Nessa denominada sociedade da informação, conhecimentos científicos

condicionam o pleno exercício da cidadania, além de habilitar as pessoas para as

diversas atividades profissionais, com variados processos produtivos, que envolvem

fenômenos naturais. O nível de desenvolvimento tecnológico atingido pela

sociedade contemporânea, como enfatiza Saviani (2007, p.160, grifo nosso):

“coloca a exigência de um acervo mínimo de conhecimentos sistemáticos, sem

o que não se pode ser cidadão, isto é, não se pode participar ativamente da

vida da sociedade”. O autor afirma ainda:

O acervo em referência inclui a linguagem escrita e a matemática, já incorporadas na vida da sociedade atual; as ciências naturais, cujos elementos básicos relativos ao conhecimento das leis que regem a natureza são necessários para compreender as transformações operadas pela ação do homem sobre o meio ambiente; e as ciências sociais, pelas quais se pode compreender as relações entre os homens, as formas como eles se organizam, as instituições que criam e as regras de convivência que estabelecem, com a consequente definição de direitos e deveres. O último componente (ciências sociais) corresponde, na atual estrutura, aos conteúdos de história e geografia. (ibid., p. 160).

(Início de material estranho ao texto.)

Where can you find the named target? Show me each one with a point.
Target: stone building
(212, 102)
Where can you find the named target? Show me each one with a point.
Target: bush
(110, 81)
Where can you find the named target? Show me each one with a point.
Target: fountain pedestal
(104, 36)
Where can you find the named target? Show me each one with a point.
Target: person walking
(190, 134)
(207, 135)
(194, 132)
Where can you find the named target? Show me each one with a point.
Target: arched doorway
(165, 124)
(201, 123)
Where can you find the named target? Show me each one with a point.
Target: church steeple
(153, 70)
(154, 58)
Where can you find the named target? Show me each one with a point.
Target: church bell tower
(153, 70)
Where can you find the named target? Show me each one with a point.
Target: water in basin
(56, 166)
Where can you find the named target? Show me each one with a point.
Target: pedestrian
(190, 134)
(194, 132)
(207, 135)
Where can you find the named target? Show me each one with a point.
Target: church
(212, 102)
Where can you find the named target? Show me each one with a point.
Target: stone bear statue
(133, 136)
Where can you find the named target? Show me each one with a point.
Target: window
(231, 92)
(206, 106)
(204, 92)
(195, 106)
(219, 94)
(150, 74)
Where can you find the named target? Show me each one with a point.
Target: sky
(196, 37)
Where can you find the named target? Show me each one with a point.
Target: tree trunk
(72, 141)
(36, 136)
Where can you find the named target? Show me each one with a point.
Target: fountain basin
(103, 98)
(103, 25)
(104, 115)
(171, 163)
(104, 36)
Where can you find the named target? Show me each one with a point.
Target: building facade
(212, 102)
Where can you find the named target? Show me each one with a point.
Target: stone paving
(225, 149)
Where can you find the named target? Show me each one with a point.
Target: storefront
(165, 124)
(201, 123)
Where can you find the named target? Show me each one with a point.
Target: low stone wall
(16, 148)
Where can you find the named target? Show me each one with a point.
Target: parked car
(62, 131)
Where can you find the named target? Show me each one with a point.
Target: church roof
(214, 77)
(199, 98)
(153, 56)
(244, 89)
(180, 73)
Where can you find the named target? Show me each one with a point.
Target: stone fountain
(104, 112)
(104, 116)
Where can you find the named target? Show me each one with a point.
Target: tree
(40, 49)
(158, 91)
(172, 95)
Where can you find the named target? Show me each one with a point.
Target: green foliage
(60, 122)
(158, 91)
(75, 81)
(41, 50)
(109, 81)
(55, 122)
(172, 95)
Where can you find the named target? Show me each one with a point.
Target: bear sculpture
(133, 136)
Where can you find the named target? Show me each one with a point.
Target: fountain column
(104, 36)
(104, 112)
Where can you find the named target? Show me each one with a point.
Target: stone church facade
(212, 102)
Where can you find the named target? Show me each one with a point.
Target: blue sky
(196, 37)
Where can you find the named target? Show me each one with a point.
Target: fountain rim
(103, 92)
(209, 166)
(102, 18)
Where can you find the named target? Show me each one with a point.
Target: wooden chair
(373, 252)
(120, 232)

Esses conhecimentos mínimos, necessários para o mundo atual, que

envolvem conteúdos científicos, podem ser considerados competências básicas ou

fundamentais. Ao discutir o sentido das competências básicas como referência da

educação do cidadão, declara Pérez Gómez (2007, p. 11, tradução nossa, grifo do

autor): “Consideram-se competências fundamentais aquelas competências

imprescindíveis de que necessitam todos os indivíduos para fazer frente às

exigências dos diferentes contextos de sua vida como cidadãos”.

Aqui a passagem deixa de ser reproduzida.